Difficulties at work: “The criteria of hardship are not suitable for women! »
It is a sadly known fact that Catherine Vidal reminded the Senate during her hearing: in France 70% of the working poor are women. This precariousness has the effect of leading to “a renunciation of care, which contributes to a deterioration of physical and mental health” specified the author of the report. The lack of resources in prevention campaigns was also underlined by Gilles Lazimi, co-chair of the commission “Health, sexual and reproductive rights”, in particular with regard to the most vulnerable women: “There must be no equality but equity it requires more for those who need it most. For example, migrant women have less screening, they are also less supported in the face of gender-based and sexual violence”.

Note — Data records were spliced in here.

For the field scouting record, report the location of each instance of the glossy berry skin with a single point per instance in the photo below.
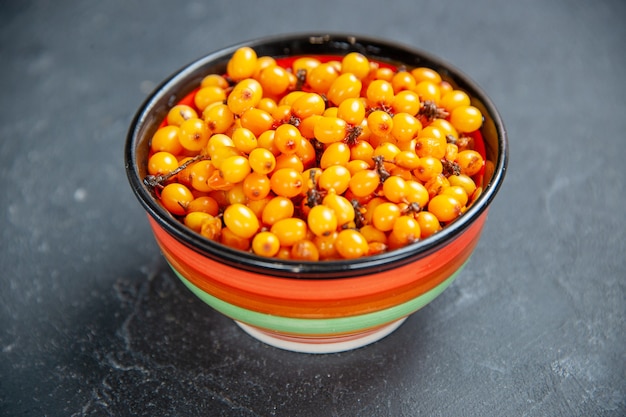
(321, 160)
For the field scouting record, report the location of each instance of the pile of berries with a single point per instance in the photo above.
(318, 157)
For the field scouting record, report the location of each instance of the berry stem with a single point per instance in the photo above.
(154, 181)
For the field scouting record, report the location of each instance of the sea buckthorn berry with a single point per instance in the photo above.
(432, 131)
(380, 93)
(194, 134)
(277, 208)
(429, 146)
(235, 168)
(242, 64)
(445, 207)
(245, 95)
(335, 177)
(344, 211)
(166, 139)
(470, 162)
(321, 77)
(305, 250)
(289, 161)
(380, 123)
(345, 86)
(218, 141)
(306, 63)
(175, 198)
(322, 220)
(429, 224)
(265, 244)
(352, 110)
(466, 118)
(425, 74)
(311, 179)
(306, 153)
(256, 186)
(307, 126)
(289, 231)
(403, 80)
(385, 215)
(307, 105)
(286, 182)
(326, 246)
(287, 139)
(256, 120)
(330, 129)
(406, 101)
(436, 185)
(357, 165)
(162, 163)
(387, 151)
(454, 99)
(428, 91)
(416, 193)
(215, 80)
(464, 181)
(196, 219)
(394, 189)
(232, 240)
(445, 127)
(282, 113)
(204, 204)
(266, 141)
(244, 139)
(337, 153)
(382, 73)
(179, 113)
(372, 234)
(405, 127)
(241, 220)
(236, 194)
(218, 118)
(262, 161)
(356, 64)
(257, 206)
(319, 161)
(200, 172)
(427, 168)
(207, 95)
(351, 244)
(331, 111)
(406, 230)
(457, 192)
(274, 79)
(406, 159)
(364, 151)
(452, 151)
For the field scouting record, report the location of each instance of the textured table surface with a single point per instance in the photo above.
(93, 323)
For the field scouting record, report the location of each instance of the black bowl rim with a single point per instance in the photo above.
(175, 87)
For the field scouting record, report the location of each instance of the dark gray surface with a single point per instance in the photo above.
(92, 322)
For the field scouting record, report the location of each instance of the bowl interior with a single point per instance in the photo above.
(183, 82)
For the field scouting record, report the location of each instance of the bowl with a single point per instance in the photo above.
(324, 306)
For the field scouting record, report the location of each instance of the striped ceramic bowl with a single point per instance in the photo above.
(328, 306)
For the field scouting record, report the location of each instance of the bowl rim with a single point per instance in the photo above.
(186, 79)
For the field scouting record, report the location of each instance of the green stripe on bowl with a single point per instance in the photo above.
(313, 327)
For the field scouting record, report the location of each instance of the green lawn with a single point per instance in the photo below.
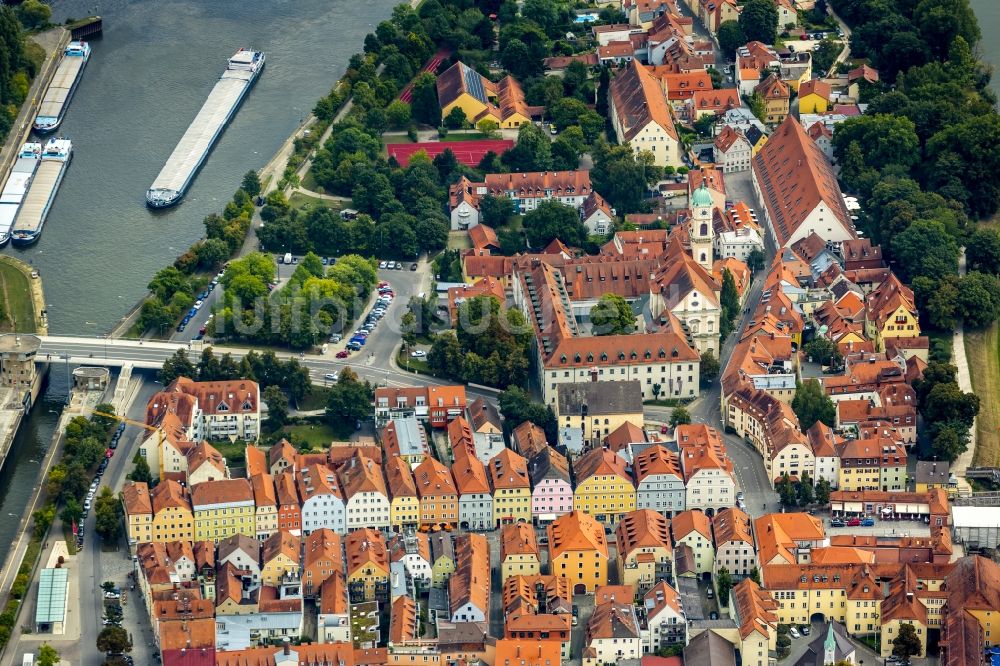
(315, 433)
(300, 201)
(15, 294)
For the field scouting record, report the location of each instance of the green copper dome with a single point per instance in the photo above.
(701, 198)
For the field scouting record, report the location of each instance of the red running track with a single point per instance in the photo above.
(469, 153)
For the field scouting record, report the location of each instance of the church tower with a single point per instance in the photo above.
(700, 227)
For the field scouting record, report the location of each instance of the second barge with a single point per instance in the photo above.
(193, 148)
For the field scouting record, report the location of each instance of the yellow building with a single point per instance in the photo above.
(404, 504)
(518, 551)
(480, 99)
(222, 509)
(280, 554)
(138, 512)
(604, 487)
(890, 313)
(173, 519)
(776, 96)
(692, 527)
(578, 551)
(266, 500)
(511, 487)
(814, 96)
(644, 550)
(367, 565)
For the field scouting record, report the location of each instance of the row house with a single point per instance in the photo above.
(436, 405)
(645, 552)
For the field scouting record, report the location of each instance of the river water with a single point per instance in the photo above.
(148, 76)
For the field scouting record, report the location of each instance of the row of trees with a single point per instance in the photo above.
(490, 345)
(316, 300)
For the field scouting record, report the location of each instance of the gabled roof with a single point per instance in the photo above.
(639, 100)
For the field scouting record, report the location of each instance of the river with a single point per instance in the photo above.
(148, 76)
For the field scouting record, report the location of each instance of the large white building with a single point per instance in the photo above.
(322, 500)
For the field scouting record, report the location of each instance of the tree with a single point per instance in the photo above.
(730, 37)
(277, 407)
(759, 21)
(709, 367)
(141, 473)
(679, 416)
(925, 248)
(47, 655)
(350, 401)
(251, 183)
(724, 581)
(812, 404)
(755, 260)
(496, 211)
(34, 13)
(906, 644)
(113, 640)
(823, 351)
(612, 316)
(823, 492)
(551, 220)
(108, 515)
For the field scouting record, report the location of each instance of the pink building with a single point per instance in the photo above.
(552, 493)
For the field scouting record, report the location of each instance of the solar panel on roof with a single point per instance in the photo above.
(474, 84)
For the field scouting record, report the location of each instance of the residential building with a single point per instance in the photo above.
(323, 557)
(475, 497)
(469, 586)
(519, 554)
(709, 479)
(442, 558)
(776, 95)
(612, 634)
(732, 150)
(604, 487)
(508, 473)
(552, 489)
(266, 502)
(280, 556)
(406, 438)
(694, 529)
(364, 487)
(289, 505)
(799, 189)
(223, 508)
(753, 610)
(462, 87)
(645, 552)
(436, 405)
(436, 492)
(367, 565)
(641, 116)
(666, 623)
(322, 499)
(814, 96)
(578, 551)
(734, 546)
(659, 481)
(404, 503)
(598, 408)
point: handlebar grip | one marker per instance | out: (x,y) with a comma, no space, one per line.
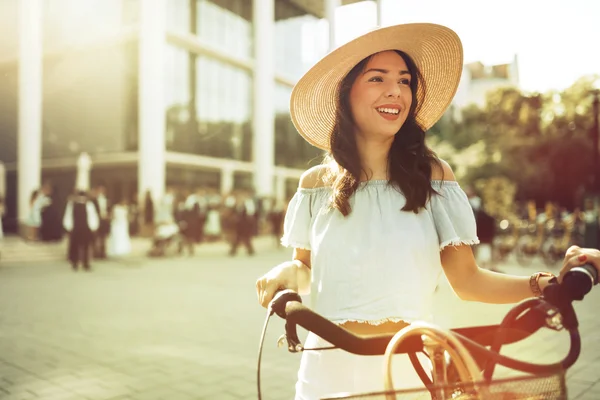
(579,281)
(281,299)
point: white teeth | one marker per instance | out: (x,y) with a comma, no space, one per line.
(388,110)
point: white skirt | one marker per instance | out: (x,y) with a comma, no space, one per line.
(329,372)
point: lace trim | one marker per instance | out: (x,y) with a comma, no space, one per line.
(372,321)
(458,242)
(295,244)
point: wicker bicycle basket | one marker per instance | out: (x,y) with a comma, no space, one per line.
(472,386)
(550,387)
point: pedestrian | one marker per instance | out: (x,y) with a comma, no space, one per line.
(245,219)
(80,221)
(381,219)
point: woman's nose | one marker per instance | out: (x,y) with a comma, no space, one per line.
(394,90)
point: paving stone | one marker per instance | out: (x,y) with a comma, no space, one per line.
(189,328)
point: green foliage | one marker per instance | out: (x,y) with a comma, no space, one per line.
(540,142)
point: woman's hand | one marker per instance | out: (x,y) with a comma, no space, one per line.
(577,256)
(283,276)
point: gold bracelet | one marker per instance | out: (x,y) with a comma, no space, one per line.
(301,263)
(534,282)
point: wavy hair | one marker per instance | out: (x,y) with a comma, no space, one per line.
(410,161)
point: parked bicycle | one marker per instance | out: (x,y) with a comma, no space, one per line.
(462,364)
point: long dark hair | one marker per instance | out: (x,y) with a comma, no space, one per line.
(410,161)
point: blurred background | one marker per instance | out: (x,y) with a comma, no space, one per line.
(142,96)
(172,116)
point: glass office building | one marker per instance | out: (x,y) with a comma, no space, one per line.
(157,92)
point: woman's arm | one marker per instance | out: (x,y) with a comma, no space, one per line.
(301,259)
(472,283)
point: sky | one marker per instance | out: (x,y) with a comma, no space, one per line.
(556,41)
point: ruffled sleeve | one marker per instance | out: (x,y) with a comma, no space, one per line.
(452,215)
(296,226)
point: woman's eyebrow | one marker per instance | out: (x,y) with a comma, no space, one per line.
(384,71)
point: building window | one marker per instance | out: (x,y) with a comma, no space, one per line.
(299,44)
(226,25)
(208,106)
(179,15)
(76,22)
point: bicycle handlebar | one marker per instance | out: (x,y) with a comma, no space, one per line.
(296,313)
(576,284)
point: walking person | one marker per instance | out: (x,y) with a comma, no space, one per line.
(376,225)
(119,242)
(80,221)
(100,202)
(244,223)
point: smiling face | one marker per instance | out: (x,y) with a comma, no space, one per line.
(381,97)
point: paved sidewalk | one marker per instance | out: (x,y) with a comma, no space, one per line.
(188,328)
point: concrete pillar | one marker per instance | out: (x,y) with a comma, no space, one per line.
(227,175)
(29,141)
(280,188)
(330,7)
(379,4)
(151,157)
(2,181)
(263,145)
(84,166)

Furthermore, according to the two HCE members, medicine does not sufficiently take into account the impact of hard work on women’s health. For example, as Catherine Vidal points out, night work would increase the risk of breast cancer by 26%. Musculoskeletal disorders and psychosocial risks are more frequent among women, due to their greater occupation of so-called ‘unskilled’ positions.
However, as Gilles Lazimi reminds us, “The hardship criteria are not suitable for women! “. According to the HCE report, the criteria for recognizing hardship at work would be based mainly on male criteria. It therefore becomes difficult for women to be recognised, particularly with regard to domestic and family responsibilities, this double working day occupied by the majority of women.
Training of carers: “Our profession is steeped in stereotypes”
Among the 40 recommendations formulated by the HCE, the training of health professionals against violence and gender stereotypes is one of the essential axes. “We really need to make sure that the training takes place at the university and in health centres. On the topics of gender and health, violence or inequality: there are only 3 training days per year for health professionals. Is not sufficient. laments Gilles Lazimi.
“Our profession is steeped in stereotypes. When I question my colleagues and ask them if they treat women and men equally, my colleagues tell me “of course! “. But I know it’s wrong, this report proves it. Gender stereotypes need to be deconstructed. continues the general practitioner.
To enable doctors to train, it is real public policy and training for caregivers that the HCE report calls for. “We need active action, we need to ensure that this is done effectively through public policies.” It is also, according to him who is also Lecturer in a medical schoolfrom school desks that it is necessary to fight against sexist and sexual stereotypes.
“It has been announced that cells to combat gender-based and sexual violence will be set up in universities. Nothing was done today.” However, for Gilles Lazimi it is essential in the training of future doctors. He explains: “almost 40% of students suffer moral harassment, 18% sexual harassment […] this inevitably has repercussions on the care of women and women victims of violence. »
Finally, the feminization of the profession, particularly in positions of responsibility, is one of the keys to raising awareness of gender and women’s health in the profession, as Gilles Lazimi points out. Because if we look at a higher share of women in management positions, the glass ceiling is far from broken: “The number of positions of university professors-hospital workers or heads of departments is still predominantly male,” says Gilles Lazimi. In 2018, only 33% of general managers of teaching hospitals and hospital managers were employed by women.